Il eut pourtant un impact positif. L’intervention turque hâta la chute de la dictature militaire des colonels et la restauration de la démocratie à Athènes. Le roi fut écarté du pouvoir, son attitude étant perçue comme ambiguë et ses erreurs jugées comme ayant favorisé le coup l’Ètat des colonels en 1967. La Grèce devint une république et bénéficia des faveurs exceptionnelles de l’Europe de l’Ouest qui avait à cœur d’œuvrer pour la stabilité de la Méditerranée orientale. Dès 1981, la Grèce rejoignit la Communauté européenne, malgré son retard économique. Ultérieurement, Athènes se montra en mesure de réduire jusqu’à un certain point ce fossé, dans un premier temps au prix d’une inflation galopante. Le pays continua à bénéficier des faveurs de la Communauté et parvint à rejoindre la zone euro, ce dont beaucoup le croyait incapable. Cet exploit ne doit pas être sous-estimé, même si l’Union européenne a dû assouplir ses règles pour permettre à Athènes d’adhérer à l’Euroland en janvier 2002. Les négociations en vue d’élargir l’Europe à la Turquie ont suscité un malaise en Grèce. Même si les deux pays sont devenus alliés au sein de l’OTAN, la relation gréco-turque repose sur des siècles de méfiance mutuelle.

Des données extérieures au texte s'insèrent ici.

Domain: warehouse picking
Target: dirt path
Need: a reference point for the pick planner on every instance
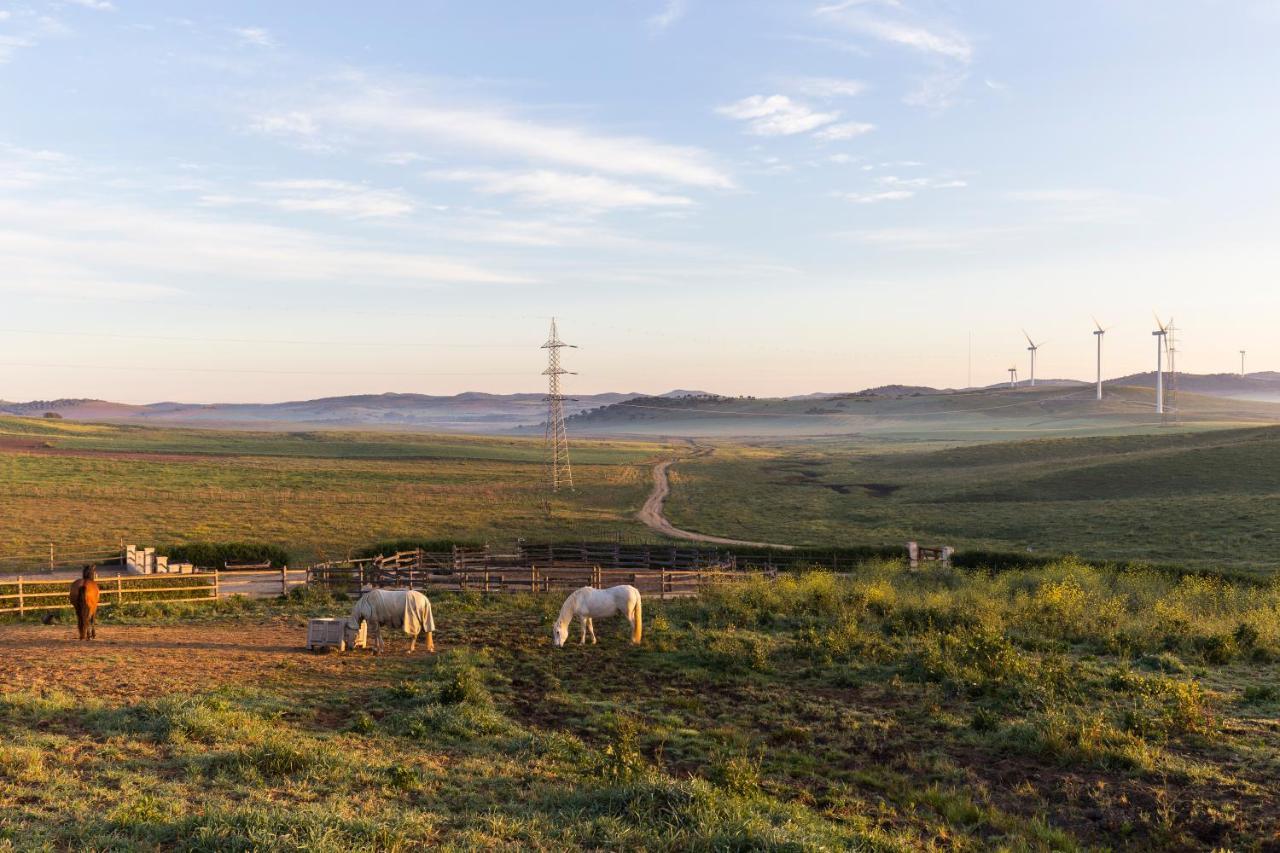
(652, 510)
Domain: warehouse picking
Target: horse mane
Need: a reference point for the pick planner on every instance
(567, 607)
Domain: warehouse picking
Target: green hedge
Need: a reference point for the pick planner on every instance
(215, 555)
(392, 546)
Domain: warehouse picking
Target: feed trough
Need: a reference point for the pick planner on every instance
(334, 633)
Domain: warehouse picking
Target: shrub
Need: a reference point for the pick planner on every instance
(215, 555)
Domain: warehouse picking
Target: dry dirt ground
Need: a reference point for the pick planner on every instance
(132, 661)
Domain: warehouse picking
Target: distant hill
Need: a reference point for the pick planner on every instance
(1255, 386)
(470, 411)
(978, 414)
(679, 410)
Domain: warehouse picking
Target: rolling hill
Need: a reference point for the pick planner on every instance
(969, 415)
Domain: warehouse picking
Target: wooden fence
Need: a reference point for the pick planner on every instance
(51, 557)
(350, 578)
(22, 596)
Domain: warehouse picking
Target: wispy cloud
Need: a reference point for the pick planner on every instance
(949, 51)
(672, 10)
(1084, 205)
(391, 118)
(27, 28)
(336, 197)
(776, 115)
(897, 28)
(844, 131)
(920, 183)
(22, 168)
(935, 238)
(255, 36)
(547, 187)
(876, 197)
(142, 246)
(830, 87)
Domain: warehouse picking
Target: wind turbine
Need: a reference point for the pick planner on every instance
(1098, 334)
(1160, 365)
(1032, 349)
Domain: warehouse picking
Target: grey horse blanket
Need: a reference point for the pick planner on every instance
(406, 609)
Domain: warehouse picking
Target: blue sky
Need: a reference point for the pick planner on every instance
(264, 201)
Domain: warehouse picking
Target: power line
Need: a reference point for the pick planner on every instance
(254, 370)
(286, 341)
(557, 437)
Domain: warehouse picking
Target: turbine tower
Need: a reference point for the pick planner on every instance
(1098, 334)
(558, 471)
(1032, 349)
(1160, 365)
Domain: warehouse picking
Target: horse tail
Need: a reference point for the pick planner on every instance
(81, 609)
(636, 621)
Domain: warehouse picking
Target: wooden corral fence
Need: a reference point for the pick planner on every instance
(53, 556)
(22, 596)
(351, 578)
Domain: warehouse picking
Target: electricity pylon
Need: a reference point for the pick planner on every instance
(558, 471)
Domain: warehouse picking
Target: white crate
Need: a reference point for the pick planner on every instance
(334, 633)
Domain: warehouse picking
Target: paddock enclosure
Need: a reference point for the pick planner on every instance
(656, 571)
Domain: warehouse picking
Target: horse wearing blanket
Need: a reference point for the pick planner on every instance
(403, 609)
(589, 603)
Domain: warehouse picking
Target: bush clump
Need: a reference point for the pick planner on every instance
(215, 555)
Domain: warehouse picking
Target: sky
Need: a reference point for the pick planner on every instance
(247, 201)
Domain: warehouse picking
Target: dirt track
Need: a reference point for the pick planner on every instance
(652, 511)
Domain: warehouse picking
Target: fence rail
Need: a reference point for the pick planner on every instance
(51, 556)
(22, 596)
(351, 578)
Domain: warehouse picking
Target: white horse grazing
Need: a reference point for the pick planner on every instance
(589, 603)
(405, 609)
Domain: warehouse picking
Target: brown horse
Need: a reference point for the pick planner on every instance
(85, 594)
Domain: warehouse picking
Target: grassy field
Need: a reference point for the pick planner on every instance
(1060, 708)
(318, 493)
(1201, 498)
(986, 415)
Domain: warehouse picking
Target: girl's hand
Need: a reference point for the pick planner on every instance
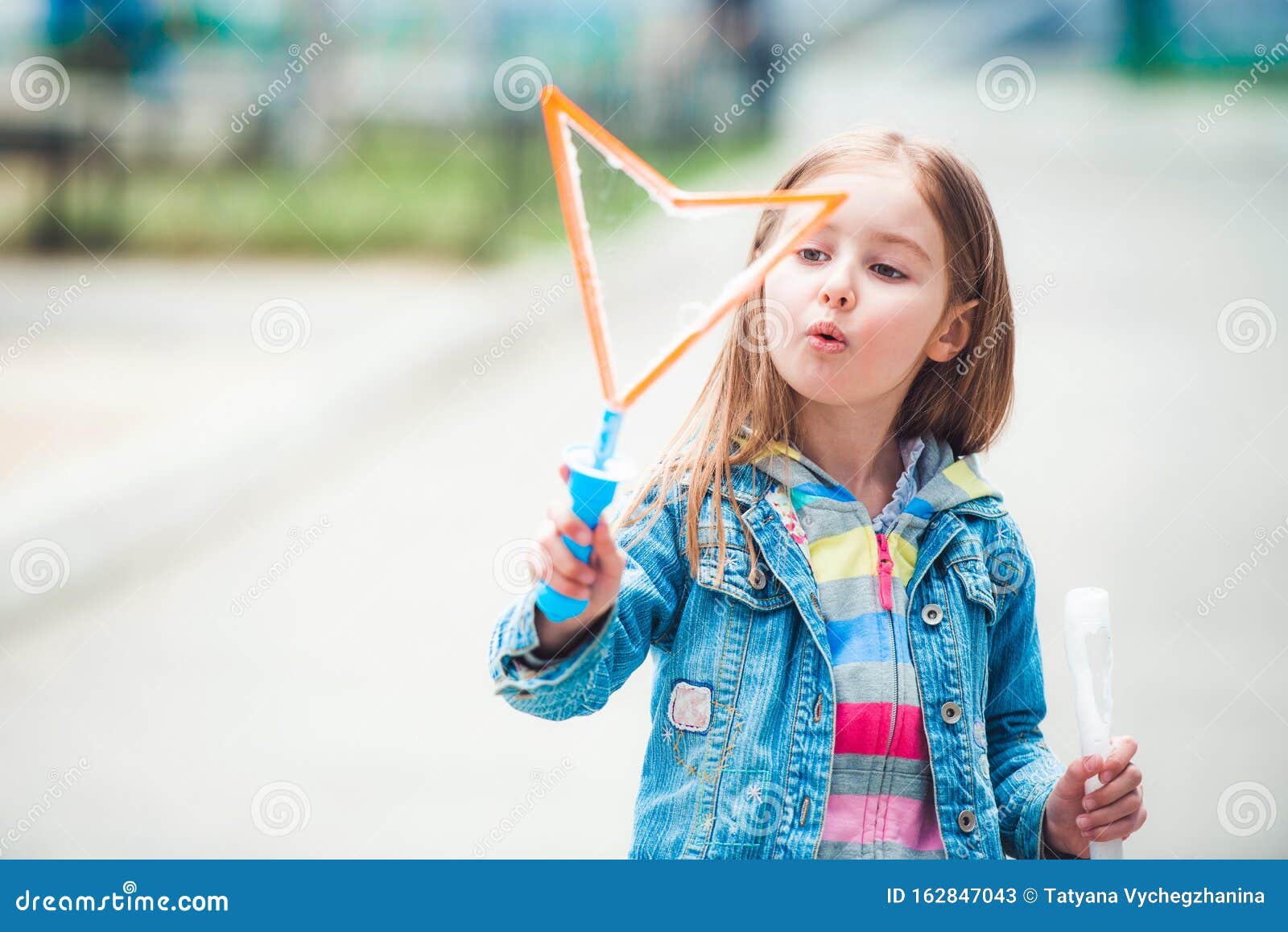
(1075, 818)
(598, 582)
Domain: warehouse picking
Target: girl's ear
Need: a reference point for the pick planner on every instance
(952, 336)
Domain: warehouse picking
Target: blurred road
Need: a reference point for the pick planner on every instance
(351, 699)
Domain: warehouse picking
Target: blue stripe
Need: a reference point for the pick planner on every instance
(837, 493)
(921, 509)
(867, 639)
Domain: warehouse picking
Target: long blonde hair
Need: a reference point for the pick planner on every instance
(964, 401)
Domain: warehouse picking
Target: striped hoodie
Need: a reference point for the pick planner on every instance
(881, 800)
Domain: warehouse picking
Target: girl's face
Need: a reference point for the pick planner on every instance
(865, 295)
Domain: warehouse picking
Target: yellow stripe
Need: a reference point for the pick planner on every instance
(779, 447)
(961, 475)
(905, 555)
(844, 556)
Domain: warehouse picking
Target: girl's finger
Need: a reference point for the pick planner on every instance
(564, 560)
(1114, 790)
(568, 588)
(1117, 829)
(1124, 749)
(609, 555)
(1113, 811)
(568, 523)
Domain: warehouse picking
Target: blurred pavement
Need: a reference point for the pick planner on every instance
(1144, 456)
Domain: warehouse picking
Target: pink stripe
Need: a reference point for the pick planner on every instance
(911, 823)
(865, 729)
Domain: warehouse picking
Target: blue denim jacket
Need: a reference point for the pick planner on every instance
(751, 779)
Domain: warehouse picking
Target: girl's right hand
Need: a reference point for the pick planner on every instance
(598, 582)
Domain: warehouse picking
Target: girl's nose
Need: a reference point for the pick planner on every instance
(837, 295)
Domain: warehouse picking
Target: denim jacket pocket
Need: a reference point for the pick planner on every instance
(753, 584)
(970, 564)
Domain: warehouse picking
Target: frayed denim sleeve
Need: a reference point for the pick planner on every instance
(597, 663)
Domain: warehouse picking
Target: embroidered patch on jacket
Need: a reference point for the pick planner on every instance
(689, 708)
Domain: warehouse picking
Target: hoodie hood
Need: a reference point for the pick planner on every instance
(943, 481)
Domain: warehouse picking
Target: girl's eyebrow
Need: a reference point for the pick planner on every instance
(888, 237)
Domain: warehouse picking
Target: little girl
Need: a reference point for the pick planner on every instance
(839, 607)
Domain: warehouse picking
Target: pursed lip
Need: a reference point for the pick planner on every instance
(828, 332)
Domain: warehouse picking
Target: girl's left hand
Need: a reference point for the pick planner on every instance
(1075, 818)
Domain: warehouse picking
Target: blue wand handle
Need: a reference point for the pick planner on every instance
(592, 478)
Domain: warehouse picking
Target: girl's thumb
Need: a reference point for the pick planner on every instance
(612, 559)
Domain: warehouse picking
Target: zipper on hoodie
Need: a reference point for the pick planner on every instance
(884, 567)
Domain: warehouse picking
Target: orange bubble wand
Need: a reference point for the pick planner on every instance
(592, 472)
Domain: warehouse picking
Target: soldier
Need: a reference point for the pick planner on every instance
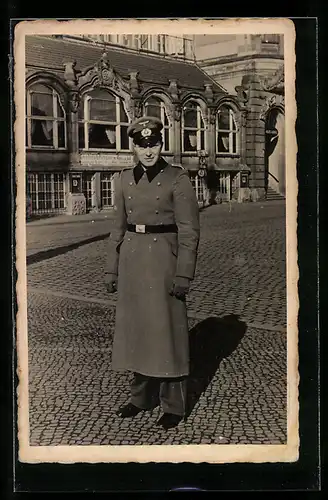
(151, 260)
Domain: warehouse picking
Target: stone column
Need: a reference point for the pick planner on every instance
(255, 138)
(97, 190)
(177, 134)
(76, 203)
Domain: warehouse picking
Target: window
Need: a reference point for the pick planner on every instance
(226, 131)
(269, 38)
(107, 187)
(127, 40)
(160, 39)
(198, 185)
(103, 122)
(47, 192)
(46, 124)
(87, 188)
(142, 42)
(193, 128)
(155, 107)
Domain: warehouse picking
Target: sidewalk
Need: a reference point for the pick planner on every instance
(109, 214)
(71, 219)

L’avènement d’Etats indépendants à Chypre et à Malte priva la Grande-Bretagne de son rôle de puissance coloniale méditerranéenne, même si elle conservait des bases militaires chypriotes. Gibraltar constitue une exception. Les tentatives espagnoles pour reprendre cette minuscule colonie située à l’extrémité du bassin occidental de la Méditerranée culminèrent sous Franco. En 1965, ce dernier imposa un blocus au rocher, décision qui causa plus de tort à la région espagnole voisine qu’à Gibraltar. Un référendum montra clairement que la population (composée de Maltais, d’indiens, de Sépharades et d’Espagnols) souhaitait rester sous souveraineté britannique. Le rocher ne faisait plus office de base défensive mais avait diversifié ses activités et servait de place financière offshore; voire, selon Madrid, de plaque tournante pour le blanchiment d’argent.
En fait, l’Espagne exerce la même tutelle sur Ceuta et Melilla, la première acquise en 1415 (après avoir appartenu aux Portugais) et la seconde en 1497. Elle ne voit aucune raison de les restituer au Maroc. Durant l’été 2002, un épisode assez comique se produisit. Rabat voulut exploiter les tensions que suscitaient Gibraltar et le trafic de drogue via Ceuta pour rappeler que ses revendications territoriales ne différaient pas de celle de Madrid à l’égard de Gibraltar. L’armée marocaine occupa Perejil, un microscopique îlot au large de la côte africaine. Gibraltar a envenimé les relations hispano-anglaises, situation qui n’a pas été sans conséquences sur la politique européenne, notamment en matière de politiques financières et de libéralisation du trafic aérien.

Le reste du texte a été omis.